Sorry I didn't post my log files, but I do have CPU:3 and CPU:9, so in my case that's not the issue.

Sounds like it's time to catch up the boxes to 7.6.21 though.

Re: 16926 - Some sort of loops with this CPU WU

Posted: Mon Nov 30, 2020 4:52 pm
by gilbertmc
Having the same issue here with the same WU.

Dumping the WU did the trick

Re: 16926 - Some sort of loops with this CPU WU

Posted: Mon Nov 30, 2020 4:54 pm
by Maddog
Dumped 2 more WU,s on different machines, one 6 cores and one 8 cores so also not an issue here.
Have had quite a few of these wu,s before and had no problems really good ppd as well.

Re: 16926 - Some sort of loops with this CPU WU

Posted: Mon Nov 30, 2020 4:59 pm
by mgetz
I also had to dump, the core count issue shouldn't be an issue on the Linux box I was running it on as it's a quad core i5 4c/4t... so five threads shouldn't be possible.
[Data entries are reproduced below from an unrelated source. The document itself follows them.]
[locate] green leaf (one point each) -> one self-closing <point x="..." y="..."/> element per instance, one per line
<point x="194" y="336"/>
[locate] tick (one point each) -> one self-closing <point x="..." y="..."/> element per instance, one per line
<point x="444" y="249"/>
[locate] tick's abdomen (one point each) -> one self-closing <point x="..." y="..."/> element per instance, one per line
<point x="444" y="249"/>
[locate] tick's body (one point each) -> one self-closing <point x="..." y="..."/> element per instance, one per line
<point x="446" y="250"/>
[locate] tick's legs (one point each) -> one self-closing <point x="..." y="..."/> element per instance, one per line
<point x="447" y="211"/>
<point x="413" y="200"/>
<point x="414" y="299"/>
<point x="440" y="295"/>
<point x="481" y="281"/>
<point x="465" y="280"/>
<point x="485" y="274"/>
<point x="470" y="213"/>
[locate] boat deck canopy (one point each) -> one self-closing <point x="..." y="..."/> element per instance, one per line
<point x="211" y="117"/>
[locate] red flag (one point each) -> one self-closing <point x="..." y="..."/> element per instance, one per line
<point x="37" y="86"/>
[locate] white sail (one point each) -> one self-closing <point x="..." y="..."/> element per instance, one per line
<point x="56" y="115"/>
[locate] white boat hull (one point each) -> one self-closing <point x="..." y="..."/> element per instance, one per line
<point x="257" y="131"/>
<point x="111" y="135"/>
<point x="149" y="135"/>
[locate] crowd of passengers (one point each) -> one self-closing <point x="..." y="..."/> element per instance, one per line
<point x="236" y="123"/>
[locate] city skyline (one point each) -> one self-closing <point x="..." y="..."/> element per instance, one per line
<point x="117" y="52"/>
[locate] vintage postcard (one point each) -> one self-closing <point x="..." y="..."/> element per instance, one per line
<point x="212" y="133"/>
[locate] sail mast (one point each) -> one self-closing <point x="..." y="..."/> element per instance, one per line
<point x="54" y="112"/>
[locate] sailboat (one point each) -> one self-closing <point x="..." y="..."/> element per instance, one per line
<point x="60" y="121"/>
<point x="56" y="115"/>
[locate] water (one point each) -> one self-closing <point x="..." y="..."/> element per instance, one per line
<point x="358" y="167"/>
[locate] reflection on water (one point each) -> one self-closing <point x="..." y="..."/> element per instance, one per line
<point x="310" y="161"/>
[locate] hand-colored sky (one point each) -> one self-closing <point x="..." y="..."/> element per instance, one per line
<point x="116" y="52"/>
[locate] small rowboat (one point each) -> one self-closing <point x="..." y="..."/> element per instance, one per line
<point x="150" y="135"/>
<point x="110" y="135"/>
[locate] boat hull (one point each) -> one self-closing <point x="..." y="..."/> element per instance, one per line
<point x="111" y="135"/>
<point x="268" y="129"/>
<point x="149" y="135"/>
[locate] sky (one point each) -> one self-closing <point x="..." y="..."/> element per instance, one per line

Apologies for lacking a log. This WU should really be pulled until the researcher can fix it.

Re: 16926 - Some sort of loops with this CPU WU

Posted: Mon Nov 30, 2020 5:16 pm
by Joe_H
aetch wrote: I did notice the download was unusually small at 49KB, I'm used to WUs being measured in MB. I wonder if the server is corrupting the WUs.
These are simulating a very small protein system, only 1,314 atoms. So the download will be on the small side.

Constraints on the server should have been fixed to avoid assigning to 5 and 10. I am not familiar enough with the history and status of this project to guess much further on potential issues. The person running this project said he would monitor this topic.

Re: 16926 - Some sort of loops with this CPU WU

Posted: Mon Nov 30, 2020 7:09 pm
by aetch
Just dumped another from my Linux machine
Project: 16926 (Run 40, Clone 0, Gen 1)
My i7-5930K is configured to fold on only 8 of its threads.